美織さんがあんなに悲しい運命を背負っていたなんて……。

 初めて会った人(?)だけど、わたしは彼女を助けずにはいられない。

 彼女の気持ちは痛いほど分かる。大好きだった人に告白しようとして、その矢先に交通事故で死んじゃうなんて。もしわたしがそんなことになったら、怨霊にでもなってしまうかもしれない。

 あんなに心が綺麗な人はいない。だって自分の命よりも、好きな人が飼っていた猫の命を優先したんだから。その猫も26年も経てばさすがに生きていないだろうけど、きっと幸せだったんだろうなって思う。

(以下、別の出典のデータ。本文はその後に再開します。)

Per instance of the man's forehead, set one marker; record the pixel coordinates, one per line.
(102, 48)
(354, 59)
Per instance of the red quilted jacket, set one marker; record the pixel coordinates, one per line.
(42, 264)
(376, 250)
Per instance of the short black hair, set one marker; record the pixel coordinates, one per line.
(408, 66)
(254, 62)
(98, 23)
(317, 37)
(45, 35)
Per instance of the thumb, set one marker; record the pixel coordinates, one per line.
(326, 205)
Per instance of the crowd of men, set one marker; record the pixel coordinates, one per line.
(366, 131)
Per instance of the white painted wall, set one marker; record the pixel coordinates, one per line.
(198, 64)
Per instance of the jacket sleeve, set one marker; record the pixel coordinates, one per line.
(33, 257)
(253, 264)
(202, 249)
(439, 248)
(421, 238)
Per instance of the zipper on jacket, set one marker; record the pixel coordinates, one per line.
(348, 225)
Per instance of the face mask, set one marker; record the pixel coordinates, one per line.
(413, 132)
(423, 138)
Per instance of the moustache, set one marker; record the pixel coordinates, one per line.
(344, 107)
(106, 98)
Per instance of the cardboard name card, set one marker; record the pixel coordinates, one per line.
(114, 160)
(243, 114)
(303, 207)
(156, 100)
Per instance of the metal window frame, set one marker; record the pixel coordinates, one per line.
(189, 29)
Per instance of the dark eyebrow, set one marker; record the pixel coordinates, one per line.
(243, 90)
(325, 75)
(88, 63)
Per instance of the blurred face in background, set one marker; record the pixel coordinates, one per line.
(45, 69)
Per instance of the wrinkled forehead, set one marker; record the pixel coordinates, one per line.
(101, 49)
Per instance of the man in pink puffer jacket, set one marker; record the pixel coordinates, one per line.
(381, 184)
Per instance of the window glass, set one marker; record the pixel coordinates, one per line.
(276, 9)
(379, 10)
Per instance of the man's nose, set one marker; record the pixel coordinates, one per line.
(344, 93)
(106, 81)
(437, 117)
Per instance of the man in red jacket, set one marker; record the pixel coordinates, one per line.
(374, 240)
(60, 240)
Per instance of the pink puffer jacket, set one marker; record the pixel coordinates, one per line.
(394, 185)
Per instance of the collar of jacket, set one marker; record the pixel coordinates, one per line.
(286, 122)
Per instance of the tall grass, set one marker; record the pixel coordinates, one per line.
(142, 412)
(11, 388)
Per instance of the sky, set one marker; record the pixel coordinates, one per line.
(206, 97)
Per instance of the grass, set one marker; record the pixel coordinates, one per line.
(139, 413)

 ああ、もうズルいよ。幽霊に会ったってだけでキャパオーバーなのに。

 でも、美織さんを助けることで、きっと剣心君のご両親たちも救うことが出来るはず。悲しみが無いなんてことはあり得ないから、過去の苦しみから少しでも解放してあげられたらいいな。

 ああ、もう涙が止まんない。

 泣きながら帰ったらパパにビックリされたから、「友だちのピアノがあまりにも感動的で涙が止まらなくなった」って言い訳した。

 ひとまず寝たらメンタルも回復するはずだから、そうしたらまた剣心君と話し合おう。

 待っててね、美織さん。あなたはわたしが絶対に助けるから。